Naturally, she wasn’t happy about any of this (and I don’t blame her), so we vowed to get in touch with BA to try to get her some compensation. After all, she’s an elite member in their program who pays for premium cabin tickets. You would think they’d want to keep her happy.
Technically, BA may not have owed her anything. She still received her business class seat over the water, and a short haul downgrade may not have changed the fare, but that wasn’t going to stop us from trying. So we called the British Airways preferred travel agent account desk and tried to figure out what we could do.
Tangent: BA’s Sub Par Call Center Agents
For those have had to call BA lately, you know the pain involved. It used to be that BA routed their calls to a call center in Florida. While the agents were never particularly flexible (per BA policy, I can only assume), they were certainly competent and usually friendly. In the name of cost savings, BA ditched that and now sends calls to, I believe, India.
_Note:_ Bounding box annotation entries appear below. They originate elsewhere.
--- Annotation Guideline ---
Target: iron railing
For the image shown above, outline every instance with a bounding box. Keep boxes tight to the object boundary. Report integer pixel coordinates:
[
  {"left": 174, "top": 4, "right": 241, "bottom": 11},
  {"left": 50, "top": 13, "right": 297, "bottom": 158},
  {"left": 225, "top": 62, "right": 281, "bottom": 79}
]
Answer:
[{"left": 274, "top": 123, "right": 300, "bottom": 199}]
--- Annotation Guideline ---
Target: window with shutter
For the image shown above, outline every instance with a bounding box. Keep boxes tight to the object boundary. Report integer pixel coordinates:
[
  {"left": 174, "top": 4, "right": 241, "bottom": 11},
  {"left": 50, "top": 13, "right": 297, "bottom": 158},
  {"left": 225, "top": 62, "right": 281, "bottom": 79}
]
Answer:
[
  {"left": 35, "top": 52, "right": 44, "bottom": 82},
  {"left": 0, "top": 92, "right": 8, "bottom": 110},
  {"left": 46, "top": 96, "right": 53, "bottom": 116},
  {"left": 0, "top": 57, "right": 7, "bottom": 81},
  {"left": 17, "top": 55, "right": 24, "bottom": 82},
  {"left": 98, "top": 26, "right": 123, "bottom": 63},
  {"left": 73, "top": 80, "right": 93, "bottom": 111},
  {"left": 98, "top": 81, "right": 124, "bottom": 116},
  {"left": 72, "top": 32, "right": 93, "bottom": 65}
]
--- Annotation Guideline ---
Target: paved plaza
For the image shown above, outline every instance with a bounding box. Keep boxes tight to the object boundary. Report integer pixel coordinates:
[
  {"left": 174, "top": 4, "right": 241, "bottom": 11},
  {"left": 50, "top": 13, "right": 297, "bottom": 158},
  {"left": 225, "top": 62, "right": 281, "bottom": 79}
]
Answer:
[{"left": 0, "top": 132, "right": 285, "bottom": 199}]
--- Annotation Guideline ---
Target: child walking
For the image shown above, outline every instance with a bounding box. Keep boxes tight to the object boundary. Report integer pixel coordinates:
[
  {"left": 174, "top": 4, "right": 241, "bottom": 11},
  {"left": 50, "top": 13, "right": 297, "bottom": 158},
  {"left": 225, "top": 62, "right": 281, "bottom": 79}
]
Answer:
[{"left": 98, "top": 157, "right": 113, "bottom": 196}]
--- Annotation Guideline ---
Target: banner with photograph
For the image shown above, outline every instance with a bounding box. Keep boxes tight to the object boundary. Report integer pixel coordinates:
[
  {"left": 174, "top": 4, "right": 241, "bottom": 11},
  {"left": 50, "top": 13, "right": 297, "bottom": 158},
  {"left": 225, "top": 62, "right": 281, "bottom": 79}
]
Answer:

I have never really received a good answer when I’ve had to call BA since they made the switch. The agents are trained to know basic information. Otherwise, they put you on hold to try to get answers, and if they do find an answer, you might as well be reading a website. They generally just parrot the rules and don’t think for themselves. That’s not a good thing when you’re working on a preferred travel agency desk.
When I called this time, the agent was certainly friendly. She informed me that we could not do any sort of downgrade compensation on our own. The client would have to contact BA directly through customer relations. She even gave me the link to the website. Ok, fine.
One month later to the day, Bella gets a response back from BA. They did offer her bonus miles for her inconvenience, but then they threw us under the bus.
For the refund of the difference in fares, I would request you to contact your travel agent, as you purchased your ticket from them. They are better placed than us to help you.
Seriously? BA has long had a reputation as being somewhat unfriendly to travel agents, so this isn’t surprising. You can’t have your travel agent support staff tell us that the request has to be run through BA only to have the BA agent tell the customer that it’s the agent’s problem. It not only makes the travel agent look unprofessional and stupid, but it just pisses off the traveler even more. It would have been far better if BA had simply said no further compensation was possible and we could have ended it there.
Unfortunately, that’s pretty much the end of our story. The ticket was fully used and we don’t have the ability to do anything else with it at this point. But even if we did, it was not likely to result in a lower fare. Arriving a couple of hours late in a lower class of service may not be the end of the world, but the way it was handled left a bad taste in just about everyone’s mouths.